# Handy Menüprogrammierung



## Krauthammer (25. Okt 2004)

Hallo liebe Programmierer. 

ich habe ein Samsung SGH-E800 und habe vor die Menüführung umzuprogrammieren. Das Hauptmenü beim E-800 ist so wie in den meisten Handys auf einer Seite angeordnet, also wenn man auf Menü drückt, dann erscheint alles übersichtlich auf einer Seite und das will ich ändern in einer Menüführung wie beim SGH-E700. Wenn man auf Menü drückt dann blättert man mit schönen Hintergrundbildern. Ich dachte mir zuerst durch modden die Handysoftware zu verschönern aber so einfach ist es nicht. In manchen Foren las ich das es nur mit Borland möglich wäre. 
Ich habe alle Programme von Java Sun, einschließlich das Java SDK fürs E-800. Nun kommen trotzdem Zweifel auf, ob ich damit nur Spiele programmieren kann oder die ganze Software fürs Handy. Gibt es eine Möglichkeit die Firmware (*.cla und *.tfs) umzuprogrammieren? Oder muß ich die Software komplett umprogrammieren? 
Ich brauche keine Anleitung wie ich programmieren soll, sondern nur ein Anhaltspunkt mit welcher Programmiersoftware ich hier anfangen soll. Welche gängige Programmiersprache wird für Handys verwendet? Java für Spiele ist mir klar aber für Interfaces? Danke für Eure Antworten.


----------



## Stefan1200 (25. Okt 2004)

Die Firmware vom Handy kannst du *nicht* mit Java umprogrammieren.

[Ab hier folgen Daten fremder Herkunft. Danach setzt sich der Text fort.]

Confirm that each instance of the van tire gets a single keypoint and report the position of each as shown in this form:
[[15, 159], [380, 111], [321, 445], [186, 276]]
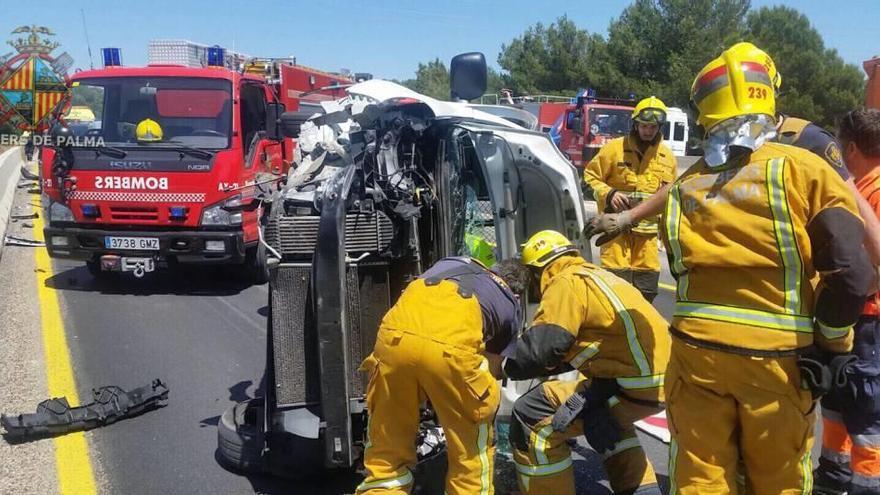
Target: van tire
[[256, 267], [240, 437]]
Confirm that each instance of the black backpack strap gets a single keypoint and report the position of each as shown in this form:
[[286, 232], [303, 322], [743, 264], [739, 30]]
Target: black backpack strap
[[463, 275]]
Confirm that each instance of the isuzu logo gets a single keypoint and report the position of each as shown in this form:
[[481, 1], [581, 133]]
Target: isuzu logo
[[151, 183], [130, 165]]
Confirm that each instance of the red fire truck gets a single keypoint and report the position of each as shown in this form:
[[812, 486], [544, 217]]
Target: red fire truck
[[192, 196], [588, 124]]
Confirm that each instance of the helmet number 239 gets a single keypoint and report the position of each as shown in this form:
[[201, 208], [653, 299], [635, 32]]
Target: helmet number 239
[[756, 93]]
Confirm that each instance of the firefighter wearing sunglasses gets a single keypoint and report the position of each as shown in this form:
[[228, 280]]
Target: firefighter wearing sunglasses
[[625, 171]]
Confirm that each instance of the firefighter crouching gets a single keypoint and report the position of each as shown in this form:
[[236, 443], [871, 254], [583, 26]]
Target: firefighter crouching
[[595, 322], [850, 461], [435, 343], [624, 172], [763, 243]]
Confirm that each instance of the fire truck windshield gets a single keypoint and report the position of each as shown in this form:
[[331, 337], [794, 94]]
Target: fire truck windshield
[[610, 122], [194, 112]]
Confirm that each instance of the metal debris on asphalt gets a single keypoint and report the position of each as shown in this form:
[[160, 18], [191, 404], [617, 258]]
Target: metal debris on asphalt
[[12, 240], [110, 404], [31, 216], [27, 174]]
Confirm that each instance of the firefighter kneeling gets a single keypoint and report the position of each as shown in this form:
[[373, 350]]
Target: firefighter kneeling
[[435, 344], [595, 322]]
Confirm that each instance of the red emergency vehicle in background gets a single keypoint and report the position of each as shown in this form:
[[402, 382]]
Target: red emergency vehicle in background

Habe mal diesen Beitrag ins Java 2 MicroEdition Forum verschoben.


----------



## Guest (25. Okt 2004)

Stefan1200 hat gesagt.:
			
		

> Die Firmware vom Handy kannst du *nicht* mit Java umprogrammieren.
> 
> Habe mal diesen Beitrag ins Java 2 MicroEdition Forum verschoben.



Danke Stefan. Aber ich würde gerne wissen, mit welchem Compiler Handyfirmwares geschrieben werden. Ist es C++ oder Delphi oder ....


----------



## 0xdeadbeef (25. Okt 2004)

Großteils in C oder C++ würde ich mal sagen. Wobei einige Handy ein gekauftes Mini-Betriebssystem haben, auf dem die herstellerspezifische Firmware aufbaut. Teile des Betriebssystems werden vermutlich direkt in ASM geschrieben sein.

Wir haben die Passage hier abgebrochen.